Gambia melayangkan gugatan pada November dan menuduh Myanmar telah melanggar Konvensi Genosida 1948. Gambia telah meminta serangkaian tindakan perlindungan termasuk penghentian kekerasan dengan segera. Gambia juga meminta agar hakim dapat memerintahkan Myanmar untuk membuka akses ke badan-badan PBB yang menyelidiki dugaan kejahatan terhadap Rohingya
Di Cox's Bazar yang merupakan kamp pengungsi Rohingya terbesar, para warga Rohingya berharap keputusan ICJ dapat berpihak pada mereka. Pemimpin komunitas Rohingya, Dil Mohammad, mengatakan seluruh warga Rohingya berharap ada keadilan.
"Seluruh komunitas Rohingya berdoa untuk keadilan. Kami berharap pengadilan akan memberikan penilaian yang adil," ujar Mohammad.

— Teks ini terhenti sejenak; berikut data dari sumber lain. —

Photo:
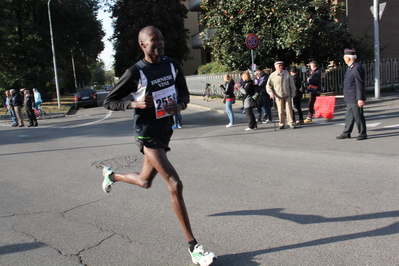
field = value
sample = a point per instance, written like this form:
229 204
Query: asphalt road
285 197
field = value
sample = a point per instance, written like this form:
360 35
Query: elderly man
10 108
281 87
354 96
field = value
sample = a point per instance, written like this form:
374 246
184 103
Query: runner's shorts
155 142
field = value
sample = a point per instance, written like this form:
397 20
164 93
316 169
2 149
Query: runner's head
152 43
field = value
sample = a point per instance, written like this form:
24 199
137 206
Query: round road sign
252 41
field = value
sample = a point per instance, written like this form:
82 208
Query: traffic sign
252 41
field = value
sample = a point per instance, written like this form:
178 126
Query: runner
160 91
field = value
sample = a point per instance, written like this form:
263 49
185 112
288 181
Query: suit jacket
354 89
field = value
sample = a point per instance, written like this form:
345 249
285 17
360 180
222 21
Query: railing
332 77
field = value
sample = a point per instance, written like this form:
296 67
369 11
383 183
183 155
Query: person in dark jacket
17 103
29 103
249 90
264 102
314 88
159 90
298 95
228 89
354 96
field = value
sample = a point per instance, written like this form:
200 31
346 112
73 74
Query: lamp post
57 85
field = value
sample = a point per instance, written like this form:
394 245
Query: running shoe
107 183
201 257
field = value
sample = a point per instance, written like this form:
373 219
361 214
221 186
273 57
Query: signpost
377 10
252 42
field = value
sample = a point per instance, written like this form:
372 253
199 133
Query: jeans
13 116
229 111
250 117
354 114
177 119
264 105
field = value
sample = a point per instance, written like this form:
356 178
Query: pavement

Selama persidangan bulan lalu, Pemimpin de facto Myanmar Aung San Suu Kyi meminta kepada hakim untuk membatalkan kasus ini. Dia menepis bahwa militer Myanmar telah melakukan tindakan genosida.

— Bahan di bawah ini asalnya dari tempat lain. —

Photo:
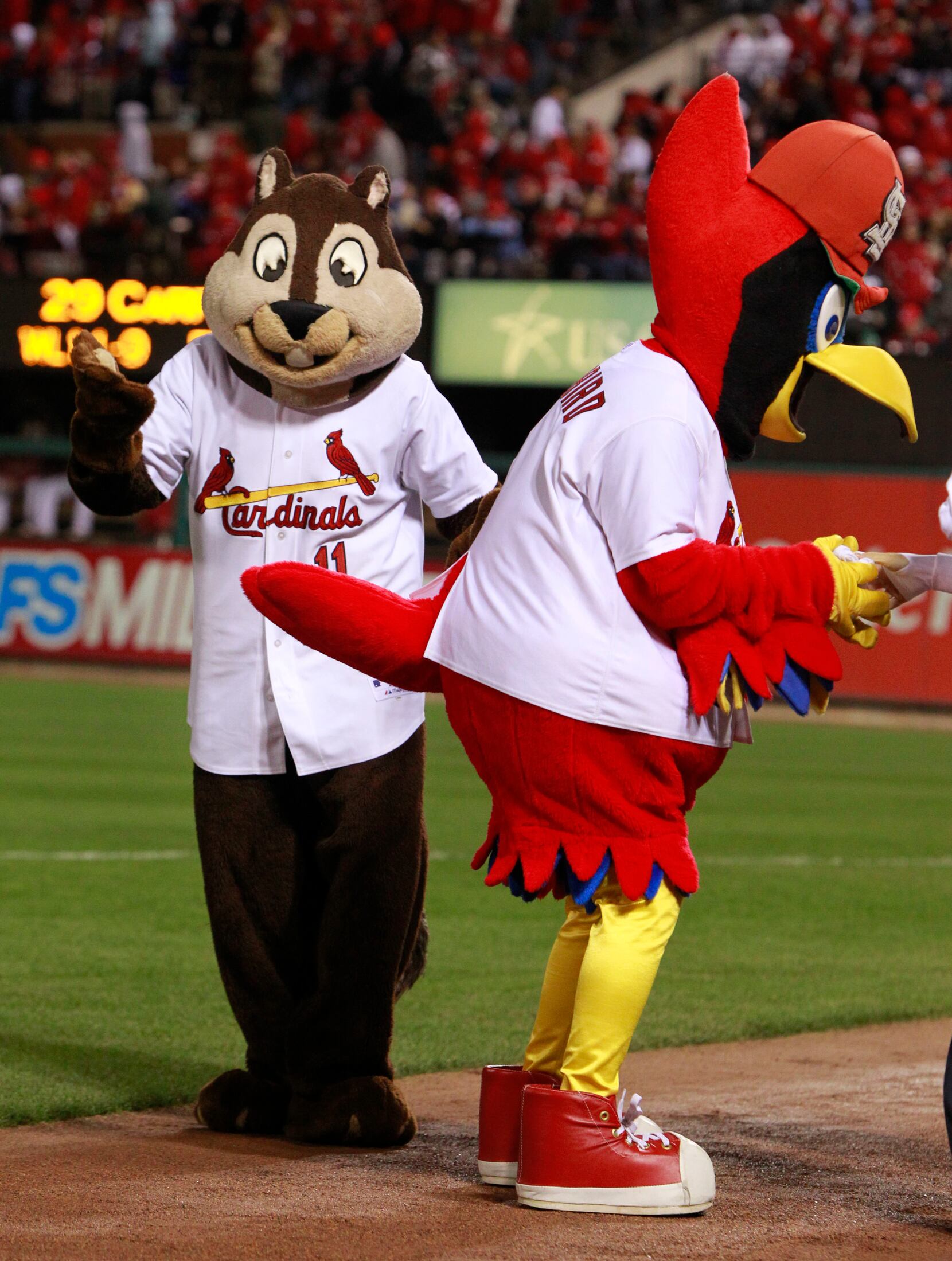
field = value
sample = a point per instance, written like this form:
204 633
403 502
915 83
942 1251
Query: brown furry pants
315 889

Pekan ini, sebuah panel yang dibentuk pemerintah Myanmar menyelidiki tuduhan terkait genosida. Panel ini menyatakan tidak ada indikasi untuk melakukan genosida. Pengacara hak asasi manusia Akila Radhakrishnan mengatakan meski persidangan ICJ masih tahap awal, kasus itu sudah berdampak pada Myanmar.
"Sejak kasus diajukan, kami melihat pemerintah mengambil tindakan untuk memastikan akuntabilitas, seperti mengeluarkan pengadilan militer. Sekarang sistem peradilan militer sangat cacat, tetapi itu sesuatu yang sebelumnya tidak ada," ujar Radhakrishnan seraya menambahkan bahwa pemerintah Myanmar tidak bisa lagi mengabaikan tuduhan genosida.